Eg, see the accepted answer here: Write Array to Excel Range
The answer from CPRouse worked for me except that it left off the last row of data. In the Private Sub DataTableToExcel function, I added 1 to the rows.count on this line and it wrote all the records. ws.Range(ws.Cells(2, 1), ws.Cells(dt.Rows.Count + 1, dt.Columns.Count)).Value = arr
Here is a piece of my own code that performs a very fast export of data from a DataTable to an Excel sheet (use the "Stopwatch" object to compare the speed and let me a comment):
Dim _excel As New Excel.Application
Dim wBook As Excel.Workbook
Dim wSheet As Excel.Worksheet
wBook = _excel.Workbooks.Add()
wSheet = wBook.ActiveSheet()
Dim dc As System.Data.DataColumn
Dim colIndex As Integer = 0
Dim rowIndex As Integer = 0
'Nombre de mesures
Dim Nbligne As Integer = DtMesures.Rows.Count
'Ecriture des entêtes de colonne et des mesures
'(Write column headers and data)
For Each dc In DtMesures.Columns
colIndex = colIndex + 1
'Entête de colonnes (column headers)
wSheet.Cells(1, colIndex) = dc.ColumnName
'Données(data)
'You can use CDbl instead of Cobj If your data is of type Double
wSheet.Cells(2, colIndex).Resize(Nbligne, ).Value = _excel.Application.transpose(DtMesures.Rows.OfType(Of DataRow)().[Select](Function(k) CObj(k(dc.ColumnName))).ToArray())
Next
We had a VB.NET app that did exactly this, and took even longer for our users who were on slow PC's... sometimes 15 minutes.
The app is now an ASP/VB.NET app which simply builds an HTML table and outputs the result as an .xls extension... excel is able to read the HTML table and parse it into a grid format. You can still pass in XML for formatting and options, horizontal pane locking, etc.

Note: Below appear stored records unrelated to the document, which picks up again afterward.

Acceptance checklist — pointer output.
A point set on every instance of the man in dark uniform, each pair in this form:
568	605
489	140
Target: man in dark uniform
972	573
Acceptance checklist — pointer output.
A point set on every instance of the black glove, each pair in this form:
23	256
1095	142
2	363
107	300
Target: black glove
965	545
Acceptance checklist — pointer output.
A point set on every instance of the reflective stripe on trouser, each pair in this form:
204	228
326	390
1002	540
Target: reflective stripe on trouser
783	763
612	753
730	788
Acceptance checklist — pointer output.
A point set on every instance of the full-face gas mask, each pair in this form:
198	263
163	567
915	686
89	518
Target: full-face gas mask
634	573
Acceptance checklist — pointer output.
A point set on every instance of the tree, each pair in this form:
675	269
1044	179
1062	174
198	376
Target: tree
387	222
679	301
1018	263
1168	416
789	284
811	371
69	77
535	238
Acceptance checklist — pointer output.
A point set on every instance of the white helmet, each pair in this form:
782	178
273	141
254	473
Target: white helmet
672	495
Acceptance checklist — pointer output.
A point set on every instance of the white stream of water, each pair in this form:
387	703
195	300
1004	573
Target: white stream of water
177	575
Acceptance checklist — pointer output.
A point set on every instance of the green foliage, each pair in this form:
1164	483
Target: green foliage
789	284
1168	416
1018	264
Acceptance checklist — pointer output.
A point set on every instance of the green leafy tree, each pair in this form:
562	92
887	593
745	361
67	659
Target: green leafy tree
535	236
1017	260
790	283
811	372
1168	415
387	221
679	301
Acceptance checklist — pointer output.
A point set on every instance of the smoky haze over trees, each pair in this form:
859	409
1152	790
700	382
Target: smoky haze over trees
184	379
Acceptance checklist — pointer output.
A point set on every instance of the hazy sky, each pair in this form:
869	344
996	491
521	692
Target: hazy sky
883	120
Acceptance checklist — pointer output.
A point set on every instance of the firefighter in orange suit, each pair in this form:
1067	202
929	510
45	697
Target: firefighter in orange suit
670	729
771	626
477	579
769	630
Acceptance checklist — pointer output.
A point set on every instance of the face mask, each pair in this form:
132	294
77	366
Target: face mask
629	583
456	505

If you don't have the option of using ASP.NET... try looking into a way to build an HTML table string and have excel parse & populate for you... much faster! I'm sure excel can parse other types as well.... XML, Arrays, HTML, etc... all would be quicker than manually building each row through VB.NET objects.